KEY POINTS:
IPSWICH - "I never in my worst nightmares thought your life would turn out like this," read the card attached to a bunch of flowers where Gemma Adams was last seen.
To her parents, she was still the intelligent, animated child who had played the piano and joined the Brownies while growing up in the comfortable suburb of Kesgrave, near Ipswich.
Yesterday, it became increasingly likely that Adams, the girl who was once so devoted to her dog, Holly, would forever be linked with the ravages of a serial killer.
Brian and Gail Adams were still reeling from the news, broken to them two weeks ago, that their "wonderful" daughter was working as a prostitute and had disappeared off the streets of Ipswich. A fortnight later, police returned to tell them the 25-year-old's naked body had been found in a brook a few kilometres away.
The headlines and news bulletins described their daughter as a "murdered prostitute" but her parents were determined to offer a more positive image of their beloved daughter.
"I don't want people to think of her only as a prostitute," her father said. "The Gemma we want to remember was a loving, beautiful and wonderful girl."
Growing up with her two siblings in a large detached house on the outskirts of Ipswich, the bubbly youngster had enjoyed an uncomplicated life, horse-riding and making the best of family summer holidays.
While at Kesgrave High School, aged 15, she met her childhood sweetheart Jon Simpson and fell into the "wrong crowd" every parent dreads.
The pair would descend into a spiral of heroin addiction.
Two years ago she was sacked from an insurance company because she was missing so much work.
Her parents took her to see doctors and the community drug rehabilitation team but all attempts to wean her off the drugs failed.
"It's every parent's worst nightmare.

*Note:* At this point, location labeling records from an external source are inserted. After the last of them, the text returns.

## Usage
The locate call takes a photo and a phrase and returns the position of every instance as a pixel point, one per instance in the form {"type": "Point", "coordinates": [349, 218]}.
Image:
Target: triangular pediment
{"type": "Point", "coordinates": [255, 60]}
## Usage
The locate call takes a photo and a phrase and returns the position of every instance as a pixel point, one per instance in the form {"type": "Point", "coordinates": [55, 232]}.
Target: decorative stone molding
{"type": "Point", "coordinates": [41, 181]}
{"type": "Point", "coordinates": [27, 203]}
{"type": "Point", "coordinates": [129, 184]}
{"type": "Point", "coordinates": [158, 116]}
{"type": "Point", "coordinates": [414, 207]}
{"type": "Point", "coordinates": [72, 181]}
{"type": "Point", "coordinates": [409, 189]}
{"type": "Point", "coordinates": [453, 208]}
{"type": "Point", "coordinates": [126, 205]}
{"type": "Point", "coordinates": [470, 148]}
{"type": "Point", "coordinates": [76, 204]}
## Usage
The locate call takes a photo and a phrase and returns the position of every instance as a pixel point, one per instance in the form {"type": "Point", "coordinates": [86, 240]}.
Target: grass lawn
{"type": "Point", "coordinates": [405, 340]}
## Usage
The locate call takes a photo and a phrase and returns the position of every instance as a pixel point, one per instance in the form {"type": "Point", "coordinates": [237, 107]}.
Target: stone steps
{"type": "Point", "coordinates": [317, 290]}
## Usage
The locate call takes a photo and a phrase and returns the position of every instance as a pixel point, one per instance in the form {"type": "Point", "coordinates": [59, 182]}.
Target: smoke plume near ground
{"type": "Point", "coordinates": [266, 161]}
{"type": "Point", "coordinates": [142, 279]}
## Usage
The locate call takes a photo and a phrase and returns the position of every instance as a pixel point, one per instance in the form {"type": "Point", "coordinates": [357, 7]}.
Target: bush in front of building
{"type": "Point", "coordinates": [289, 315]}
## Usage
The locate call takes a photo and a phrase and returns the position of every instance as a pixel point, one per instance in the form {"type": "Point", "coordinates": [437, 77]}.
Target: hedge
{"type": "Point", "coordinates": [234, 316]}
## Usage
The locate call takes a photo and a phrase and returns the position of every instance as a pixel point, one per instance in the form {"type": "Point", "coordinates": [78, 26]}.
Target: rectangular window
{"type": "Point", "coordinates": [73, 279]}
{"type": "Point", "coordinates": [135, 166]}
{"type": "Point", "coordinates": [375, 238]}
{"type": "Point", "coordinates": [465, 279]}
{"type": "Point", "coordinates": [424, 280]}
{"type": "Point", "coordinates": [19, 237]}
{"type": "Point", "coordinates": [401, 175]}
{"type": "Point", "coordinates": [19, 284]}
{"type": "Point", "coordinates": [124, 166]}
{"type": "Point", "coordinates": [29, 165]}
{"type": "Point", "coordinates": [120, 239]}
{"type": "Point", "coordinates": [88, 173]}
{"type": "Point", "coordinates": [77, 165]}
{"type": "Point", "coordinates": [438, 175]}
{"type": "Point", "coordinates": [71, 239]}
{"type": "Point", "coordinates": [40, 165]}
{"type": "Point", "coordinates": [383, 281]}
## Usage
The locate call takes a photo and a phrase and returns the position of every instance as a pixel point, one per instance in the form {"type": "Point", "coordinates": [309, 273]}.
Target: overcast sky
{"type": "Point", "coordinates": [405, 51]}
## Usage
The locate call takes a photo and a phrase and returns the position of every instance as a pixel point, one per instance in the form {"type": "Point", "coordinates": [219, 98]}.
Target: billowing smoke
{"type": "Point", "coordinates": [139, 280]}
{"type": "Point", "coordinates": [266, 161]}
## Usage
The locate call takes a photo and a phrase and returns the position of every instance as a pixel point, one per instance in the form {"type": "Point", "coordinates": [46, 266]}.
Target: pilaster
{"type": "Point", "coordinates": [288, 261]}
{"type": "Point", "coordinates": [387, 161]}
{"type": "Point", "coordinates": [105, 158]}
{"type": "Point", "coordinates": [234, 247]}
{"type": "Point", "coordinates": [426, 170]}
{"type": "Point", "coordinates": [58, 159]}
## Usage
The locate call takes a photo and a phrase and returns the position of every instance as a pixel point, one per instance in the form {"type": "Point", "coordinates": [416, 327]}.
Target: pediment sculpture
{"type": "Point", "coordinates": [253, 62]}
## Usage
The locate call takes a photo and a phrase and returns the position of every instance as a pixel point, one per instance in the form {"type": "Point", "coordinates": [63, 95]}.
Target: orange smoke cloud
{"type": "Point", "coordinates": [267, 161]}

Once your child is involved with hard drugs you're heart is already broken," her father said.
"Despite numerous attempts to make contact to try to help her resolve her problems we were unable to."
Gradually, she drifted away from the family and - unbeknown to them - began working with the small group of women who hang about near a playground in the few streets around Ipswich Town Football Club.
Women who worked in the same area remember how an increasingly desperate Adams had fallen out with one of her regular clients after "blagging" a loan from him. Her boyfriend reported her missing on November 15. Seventeen days later, her naked body was found.
As her parents attempt to come to terms with her troubled life and brutal death, the hunt for the killer goes on. Her father said: "We can only hope that they catch them soon." However, he added: "It's too late for us now."